# E/M University



## pajohnson (Feb 9, 2017)

Has anyone used this as a study tool?  if you did, was it helpful?
I am looking at purchasing the The Coder Curriculum ($199)
This subscription is discounted for professional coders and allows one year of access to all of our web-based E/M coding courses. Coders can earn up to 22 hours of AAPC CEU credit for completing the courses.
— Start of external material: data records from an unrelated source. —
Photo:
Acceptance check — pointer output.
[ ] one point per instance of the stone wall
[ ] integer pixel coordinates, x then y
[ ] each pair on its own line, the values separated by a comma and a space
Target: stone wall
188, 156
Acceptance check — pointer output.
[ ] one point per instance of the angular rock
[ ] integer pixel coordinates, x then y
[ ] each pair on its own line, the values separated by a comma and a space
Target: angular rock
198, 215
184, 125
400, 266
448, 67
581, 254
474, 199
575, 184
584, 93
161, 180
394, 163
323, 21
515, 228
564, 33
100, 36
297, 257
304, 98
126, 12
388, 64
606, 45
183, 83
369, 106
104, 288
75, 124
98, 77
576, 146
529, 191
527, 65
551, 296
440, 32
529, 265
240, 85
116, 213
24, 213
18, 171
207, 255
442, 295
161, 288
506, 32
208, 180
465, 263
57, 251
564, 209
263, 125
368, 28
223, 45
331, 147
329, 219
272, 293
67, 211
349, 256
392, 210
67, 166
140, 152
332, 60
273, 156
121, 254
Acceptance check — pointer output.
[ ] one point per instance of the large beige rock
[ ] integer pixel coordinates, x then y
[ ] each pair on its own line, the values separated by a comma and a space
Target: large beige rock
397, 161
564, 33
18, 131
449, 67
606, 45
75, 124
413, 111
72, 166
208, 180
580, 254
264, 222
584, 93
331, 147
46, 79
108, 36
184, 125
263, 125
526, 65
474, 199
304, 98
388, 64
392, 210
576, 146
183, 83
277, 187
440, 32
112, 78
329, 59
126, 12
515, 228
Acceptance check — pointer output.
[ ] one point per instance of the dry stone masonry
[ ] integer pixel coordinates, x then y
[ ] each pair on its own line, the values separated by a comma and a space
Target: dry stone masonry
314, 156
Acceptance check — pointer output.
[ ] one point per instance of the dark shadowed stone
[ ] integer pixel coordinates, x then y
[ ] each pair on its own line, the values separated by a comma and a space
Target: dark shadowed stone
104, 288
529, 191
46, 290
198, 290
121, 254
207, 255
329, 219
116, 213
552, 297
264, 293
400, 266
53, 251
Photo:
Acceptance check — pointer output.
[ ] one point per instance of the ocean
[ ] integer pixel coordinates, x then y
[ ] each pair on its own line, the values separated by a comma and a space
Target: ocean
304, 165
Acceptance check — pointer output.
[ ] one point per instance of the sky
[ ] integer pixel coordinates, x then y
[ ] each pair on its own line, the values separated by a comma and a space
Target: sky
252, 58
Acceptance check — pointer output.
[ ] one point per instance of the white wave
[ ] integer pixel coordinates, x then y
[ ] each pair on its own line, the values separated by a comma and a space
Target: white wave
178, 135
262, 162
No CME is available under this subscription option.

Thoughts or suggestions are welcome
Thanks,
Patricia


----------



## thomas7331 (Feb 9, 2017)

I took this course about three years ago when I was starting a new job that was going to require some specialized expertise in E&M coding and I did find it very helpful, but I do recall that after the first few modules the information became rather repetitive since you're applying the same coding and documentation concepts over and over again but just to different places of service.  I seem to remember that at the time I paid about $89 for a 90-day subscription, or something like that, which I felt was about right.  Looking at my old CEU records, it looks like I completed 5 of the modules, but I also remember there were some forums and other good information on the web site that it gives you access to in addition to the courses.  I do think they have a couple free courses you can take without registering so that you can try them out and see how you like the instruction.  If you take the course, I'd recommend keeping in mind that there are a lot of different interpretations of E&M documentation guidelines.  In the couple of years since I did this, I've found that a lot of payers and auditors don't necessarily see things in the same way that EM University does.  But even so, I think they do a very good job of presenting this in a way that's both easily to understand and helps you to develop skills that you can use in the real world.  Hope this helps some!


----------



## pajohnson (Feb 10, 2017)

Thank you for your input Thomas.  I will give it a try.  Any other suggestions on what I can do to prepare for the E/M certification?
Are there any sample site out there with cases to code from for practice?
Thanks for you help


----------



## thomas7331 (Feb 10, 2017)

I found the AAPC practice exam for the CEMC very helpful - it gives you a window into what the scope of questions will be and what they're looking for.  It's a challenging exam, good luck!


----------